Plastometrex launches MultiScale capability to capture high-resolution mechanical property variation

Plastometrex has introduced its new MultiScale capability to help users capture high-resolution mechanical property variation across thin, welded, and complex geometries that are typically inaccessible to conventional mechanical testing. 

It has been developed in a bid to address a 'common gap in mechanical testing.' MultiScale is said to enable direct testing on components and specimens as thin as 0.75 mm, extracting accurate mechanical data without destructive sectioning, while mapping mechanical properties across welds and complex geometries with 1.5 mm indent spacing to provide high-resolution insight into local variations and process performance.

This capability is powered by Plastometrex's Profilometry-based Indentation Plastometry (PIP) Testing technology, which extracts stress-strain curves from indentation test data using accelerated inverse finite element analysis, and is available to all PLX-Benchtop users through their CORSICA+ subscription.

PLX-Benchtop is a fast and compact system that non-destructively gathers yield and ultimate tensile strength (UTS) data from an automated five-minute test. The standard indenter size in every PLX-Benchtop device is 1000 µm; however, with the addition of the MultiScale capability, users are now said to have access to 250 µm and 500 µm indenters, allowing mechanical behaviour to be captured at a variety of scales.

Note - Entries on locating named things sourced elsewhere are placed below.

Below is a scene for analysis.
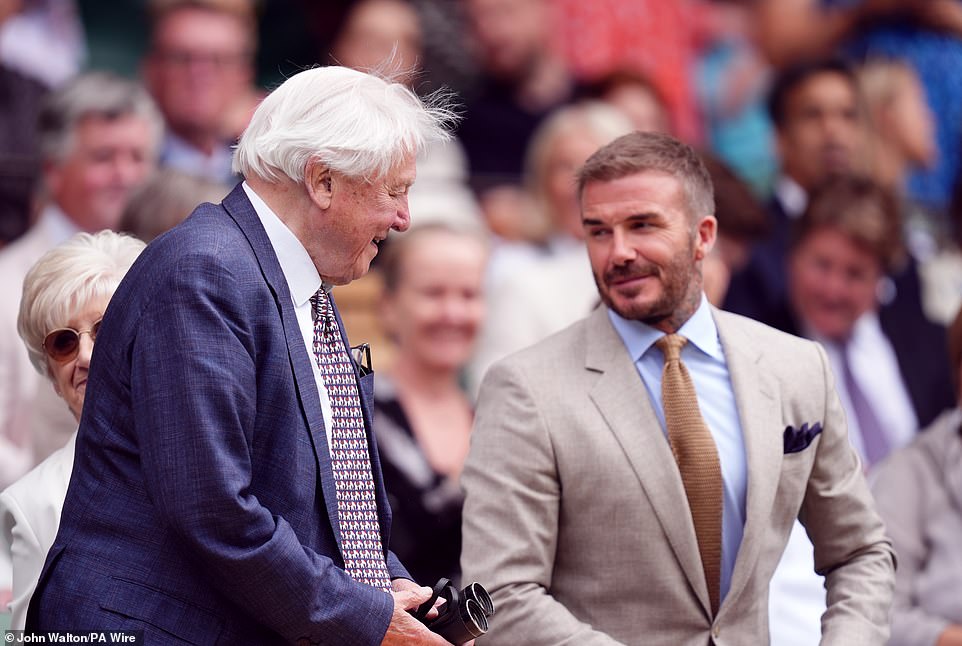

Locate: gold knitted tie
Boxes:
[655,334,722,614]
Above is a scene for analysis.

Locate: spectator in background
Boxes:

Dr Jimmy Campbell, CTO at Plastometrex, said: “We developed the MultiScale capability to give engineers access to the data they’ve been missing. Many of our users work with parts that are too thin or geometrically complex for conventional mechanical testing. We wanted to change that, to make it possible to test the untestable and capture reliable property data wherever it’s needed.”

According to Plastometrex, MultiScale has already been used by NASA to characterise local variations in mechanical properties within spaceflight components. By mapping stress-strain responses across an additively manufactured part, process-structure-property relationships were revealed, which helped to inform manufacturing optimisation and reduce conservative safety factors. Yield strength is said to have fallen by approximately 15% as wall thickness decreased, an insight which, Plastometrex says, would have been missed by tensile testing

Dr Mike Coto, CCO at Plastometrex, added: “MultiScale gives users the ability to zoom in on the fine details that drive overall performance. That level of resolution supports more efficient design decisions, whether that means adjusting print parameters, refining weld procedures, or reducing unnecessary safety margins while maintaining structural integrity.”